Foi nessa senda que Mariana e Catarina Martins foram seguindo e fizeram crescer o BE desde que dele tomaram conta, conduzindo uma política de ataque verbal e de denúncia pública de casos e pessoas, umas vezes com muita razão e outras sem nenhuma.
E tudo se passou sempre com a utilização sábia e uma cumplicidade óbvia de muitos jornalistas que simpatizaram ideológica e culturalmente com as teses fraturantes, os ataques contra certos interesses instalados que o BE denunciava ou retomava depois de denunciados na comunicação social, evitando assim que caíssem no esquecimento.
Só que uma coisa é o Bloco e Mariana na oposição e longe do poder, e outra totalmente diferente é a situação atual em que, objetivamente, a instituição e a pessoa são centros de influência e de decisão efetivos que influenciam e pressionam quem decide da vida de cada um, ou seja, os poderes executivo e legislativo.
Ora, essa circunstância mudou tudo e Mariana (tal como a atual liderança do Bloco) não o percebeu totalmente. Por isso cometeu o erro de vir, ufana e ligeira, proclamar pela fresquinha no parlamento que vinha aí um imposto sobre o património que ia tirar aos muito, muito ricos para dar umas migalhas aos mais pobres.

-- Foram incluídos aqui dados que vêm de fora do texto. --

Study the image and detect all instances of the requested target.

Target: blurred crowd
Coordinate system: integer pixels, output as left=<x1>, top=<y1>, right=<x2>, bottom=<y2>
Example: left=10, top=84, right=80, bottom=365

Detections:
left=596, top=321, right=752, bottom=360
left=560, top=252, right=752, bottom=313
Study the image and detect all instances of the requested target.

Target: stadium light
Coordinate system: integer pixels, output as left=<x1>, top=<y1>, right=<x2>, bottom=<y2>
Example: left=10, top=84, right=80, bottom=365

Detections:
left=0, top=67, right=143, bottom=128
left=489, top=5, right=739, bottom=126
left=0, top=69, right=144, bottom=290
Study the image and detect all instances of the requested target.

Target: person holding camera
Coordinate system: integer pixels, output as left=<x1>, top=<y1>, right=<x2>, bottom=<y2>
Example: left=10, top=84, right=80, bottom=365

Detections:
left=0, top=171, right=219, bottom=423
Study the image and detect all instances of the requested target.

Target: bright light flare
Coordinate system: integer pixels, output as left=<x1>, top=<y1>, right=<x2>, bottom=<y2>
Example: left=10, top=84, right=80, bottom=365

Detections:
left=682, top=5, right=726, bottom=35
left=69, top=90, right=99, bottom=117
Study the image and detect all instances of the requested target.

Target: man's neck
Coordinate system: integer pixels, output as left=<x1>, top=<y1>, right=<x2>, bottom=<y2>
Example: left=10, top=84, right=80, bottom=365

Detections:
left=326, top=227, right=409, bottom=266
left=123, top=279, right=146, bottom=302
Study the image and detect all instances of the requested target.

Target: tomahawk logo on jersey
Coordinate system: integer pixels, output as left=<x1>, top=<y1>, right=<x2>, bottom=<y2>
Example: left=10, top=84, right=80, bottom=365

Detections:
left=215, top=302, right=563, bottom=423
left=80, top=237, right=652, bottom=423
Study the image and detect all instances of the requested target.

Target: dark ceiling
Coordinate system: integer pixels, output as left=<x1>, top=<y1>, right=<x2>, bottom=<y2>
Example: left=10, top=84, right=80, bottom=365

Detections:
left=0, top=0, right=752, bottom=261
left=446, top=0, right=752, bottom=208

Ao aderir também à conversa da treta dos políticos que ela dizia combater, Mariana demonstrou que, afinal, já era um deles, e caiu-lhe tudo em cima. Ao princípio foram os partidos da direita e uma parte do próprio PS (coisa que ainda se mantém), mas o efeito de bola de neve deu-se. Seguiram-se os comentadores, os analistas e os jornalistas, ou seja, os diversos componentes dos media, que denunciaram a artimanha política e, à passagem, um imposto que não serve para nada, podendo até ter efeitos perversos, dada a facilidade com que os tais 8 mil abrangidos o podem contornar. Pior ainda: habituados a serem ludibriados, os portugueses de classe média que têm algum bem imóvel pressentiram que, um dia, a medida de Mariana lhes pode tocar e ficaram de pé atrás.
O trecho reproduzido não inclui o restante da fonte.